The flowers, which are larger than those of other Tasmanian eucalypts, usually occur singly in the axils of the leaves. The flower-buds maybe up to three-quarters of an inch in diameter, they are coarsely ribbed, warty and are, as in all eucalypts, closed by an operculum or cap representing the sepals and petals. This cap is finally shed exposing a very large number of white stamens arranged in several rows near the outside. Within the stamens a thick nectar-secreting disk extends partly over the top of the ovary. Flowering occurs fairly regularly each year in early Summer; bees collect both pollen and nectar and a characteristic amber-coloured honey is produced. The large woody fruit is almost flat-topped and opens by 4 - 5 valves throuh which numerous small seeds are shed.

The Tasmanian Blue Gum is widespread and locally abundant in southern and eastern Tasmania and in the middle reaches of the River Derwent; it attains its maximum size in well-drained soils and in sheltered valleys. The tree occurs, although in restricted areas, near the west and south coasts and also in King and Flinders Islands and in Victoria at Wilson's Promontory and at Cape Otway. Of all the Australian eucalypts E. globulus is the species which has been most widely introduced overseas.

The tree has been established throughout the Mediterranean region and in highlands of the tropics in many parts of Africa and in India; it is widespread in California and in parts of Chile, Argentina and New Zealand.
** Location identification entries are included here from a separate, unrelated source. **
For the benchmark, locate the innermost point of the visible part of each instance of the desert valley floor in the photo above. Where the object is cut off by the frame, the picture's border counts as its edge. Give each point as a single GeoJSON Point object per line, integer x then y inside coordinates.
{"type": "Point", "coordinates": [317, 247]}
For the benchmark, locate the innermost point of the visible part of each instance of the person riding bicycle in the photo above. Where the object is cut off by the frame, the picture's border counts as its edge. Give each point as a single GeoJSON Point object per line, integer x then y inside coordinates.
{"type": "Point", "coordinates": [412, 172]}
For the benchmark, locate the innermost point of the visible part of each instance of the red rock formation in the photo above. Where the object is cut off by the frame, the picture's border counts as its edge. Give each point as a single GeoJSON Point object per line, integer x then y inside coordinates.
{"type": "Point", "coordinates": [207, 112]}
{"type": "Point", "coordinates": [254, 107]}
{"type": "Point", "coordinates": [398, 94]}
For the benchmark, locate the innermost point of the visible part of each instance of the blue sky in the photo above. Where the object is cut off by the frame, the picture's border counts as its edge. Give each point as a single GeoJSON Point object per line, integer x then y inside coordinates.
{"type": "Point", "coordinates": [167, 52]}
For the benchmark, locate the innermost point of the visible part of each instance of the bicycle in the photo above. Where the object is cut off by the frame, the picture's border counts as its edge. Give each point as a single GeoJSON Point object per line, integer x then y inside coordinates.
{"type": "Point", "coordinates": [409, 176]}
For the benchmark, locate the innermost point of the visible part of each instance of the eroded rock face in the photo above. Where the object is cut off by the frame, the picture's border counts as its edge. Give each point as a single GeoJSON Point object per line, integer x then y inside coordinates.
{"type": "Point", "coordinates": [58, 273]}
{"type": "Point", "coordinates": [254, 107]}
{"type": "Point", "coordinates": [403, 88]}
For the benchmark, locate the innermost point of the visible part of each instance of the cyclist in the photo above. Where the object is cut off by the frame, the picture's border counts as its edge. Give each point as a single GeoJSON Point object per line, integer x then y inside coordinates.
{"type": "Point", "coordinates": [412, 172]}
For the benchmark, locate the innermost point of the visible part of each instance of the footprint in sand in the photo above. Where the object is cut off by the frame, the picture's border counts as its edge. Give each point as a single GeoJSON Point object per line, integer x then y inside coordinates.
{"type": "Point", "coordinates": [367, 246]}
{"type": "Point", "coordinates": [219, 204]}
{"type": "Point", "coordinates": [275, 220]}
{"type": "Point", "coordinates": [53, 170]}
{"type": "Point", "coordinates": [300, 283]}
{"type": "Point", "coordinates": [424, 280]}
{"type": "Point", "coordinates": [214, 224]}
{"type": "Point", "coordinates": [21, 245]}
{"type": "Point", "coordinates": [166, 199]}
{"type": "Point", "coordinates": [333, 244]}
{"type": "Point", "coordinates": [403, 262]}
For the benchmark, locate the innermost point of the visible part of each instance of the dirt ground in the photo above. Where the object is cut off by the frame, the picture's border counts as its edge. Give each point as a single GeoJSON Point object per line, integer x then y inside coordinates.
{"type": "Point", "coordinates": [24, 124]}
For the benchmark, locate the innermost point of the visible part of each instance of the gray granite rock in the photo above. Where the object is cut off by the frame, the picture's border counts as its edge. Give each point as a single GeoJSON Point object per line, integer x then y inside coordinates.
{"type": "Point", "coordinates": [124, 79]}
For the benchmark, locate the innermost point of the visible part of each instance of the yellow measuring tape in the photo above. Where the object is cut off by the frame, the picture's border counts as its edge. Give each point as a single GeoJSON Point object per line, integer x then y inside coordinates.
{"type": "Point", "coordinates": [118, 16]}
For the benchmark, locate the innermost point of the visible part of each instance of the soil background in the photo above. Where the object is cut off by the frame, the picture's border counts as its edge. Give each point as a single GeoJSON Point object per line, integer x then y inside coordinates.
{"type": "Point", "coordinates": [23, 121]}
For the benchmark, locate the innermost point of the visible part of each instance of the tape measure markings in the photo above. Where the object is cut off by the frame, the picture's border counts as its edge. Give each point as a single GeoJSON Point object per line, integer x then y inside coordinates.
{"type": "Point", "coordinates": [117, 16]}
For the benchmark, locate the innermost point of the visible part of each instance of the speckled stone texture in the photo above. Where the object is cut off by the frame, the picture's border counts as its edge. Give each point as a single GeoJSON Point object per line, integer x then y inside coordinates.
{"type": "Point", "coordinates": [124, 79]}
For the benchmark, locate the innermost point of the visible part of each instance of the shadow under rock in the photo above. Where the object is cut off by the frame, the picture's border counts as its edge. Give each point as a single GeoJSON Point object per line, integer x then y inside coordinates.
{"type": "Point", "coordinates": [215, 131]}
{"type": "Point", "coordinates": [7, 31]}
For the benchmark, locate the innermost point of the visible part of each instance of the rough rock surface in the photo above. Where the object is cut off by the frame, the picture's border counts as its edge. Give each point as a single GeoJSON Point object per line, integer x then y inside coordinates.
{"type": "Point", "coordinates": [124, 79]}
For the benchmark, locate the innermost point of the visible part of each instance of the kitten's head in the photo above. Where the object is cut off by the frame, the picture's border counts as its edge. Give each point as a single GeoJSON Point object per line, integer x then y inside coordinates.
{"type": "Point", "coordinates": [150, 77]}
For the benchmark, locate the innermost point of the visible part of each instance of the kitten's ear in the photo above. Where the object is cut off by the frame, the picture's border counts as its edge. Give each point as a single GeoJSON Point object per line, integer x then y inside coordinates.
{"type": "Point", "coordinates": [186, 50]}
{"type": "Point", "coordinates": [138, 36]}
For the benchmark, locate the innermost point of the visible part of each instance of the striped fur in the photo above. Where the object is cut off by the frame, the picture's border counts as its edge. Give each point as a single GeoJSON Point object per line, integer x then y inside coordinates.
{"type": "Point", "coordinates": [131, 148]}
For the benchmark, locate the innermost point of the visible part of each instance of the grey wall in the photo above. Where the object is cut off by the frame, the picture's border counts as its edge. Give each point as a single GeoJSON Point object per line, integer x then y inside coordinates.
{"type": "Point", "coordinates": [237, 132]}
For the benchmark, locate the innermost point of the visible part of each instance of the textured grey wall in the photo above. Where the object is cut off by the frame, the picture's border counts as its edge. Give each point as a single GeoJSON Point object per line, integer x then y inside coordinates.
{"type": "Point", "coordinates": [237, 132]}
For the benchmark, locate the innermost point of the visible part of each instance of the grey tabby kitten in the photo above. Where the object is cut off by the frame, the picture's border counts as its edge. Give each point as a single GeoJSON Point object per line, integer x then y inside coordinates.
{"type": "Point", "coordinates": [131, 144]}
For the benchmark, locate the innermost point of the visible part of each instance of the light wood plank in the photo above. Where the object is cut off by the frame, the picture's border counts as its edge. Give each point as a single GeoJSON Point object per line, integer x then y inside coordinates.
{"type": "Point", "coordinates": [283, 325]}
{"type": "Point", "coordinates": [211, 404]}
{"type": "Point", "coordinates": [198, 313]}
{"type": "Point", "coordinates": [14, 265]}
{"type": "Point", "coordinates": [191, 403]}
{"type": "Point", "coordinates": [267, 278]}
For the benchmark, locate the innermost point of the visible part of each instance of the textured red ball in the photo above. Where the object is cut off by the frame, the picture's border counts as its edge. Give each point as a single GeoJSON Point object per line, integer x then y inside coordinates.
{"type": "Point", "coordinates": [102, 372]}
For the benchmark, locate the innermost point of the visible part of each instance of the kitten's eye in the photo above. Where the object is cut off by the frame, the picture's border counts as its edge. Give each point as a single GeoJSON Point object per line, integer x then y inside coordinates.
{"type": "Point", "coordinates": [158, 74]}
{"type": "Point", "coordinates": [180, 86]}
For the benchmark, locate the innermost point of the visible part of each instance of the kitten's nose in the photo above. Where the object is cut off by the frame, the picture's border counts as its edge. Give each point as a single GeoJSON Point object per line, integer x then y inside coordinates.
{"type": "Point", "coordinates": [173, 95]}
In addition to its ornamental value the Tasmanian Blue Gum is of considerable economic importance in many of these regions and is extensively used for pit props and as a source of fuel and for paper-pulp; oil is also extracted. The seasoned timber is especially valuable for heavy construction work such as wharves, bridges and railway sleepers, being very durable both in the ground and in water.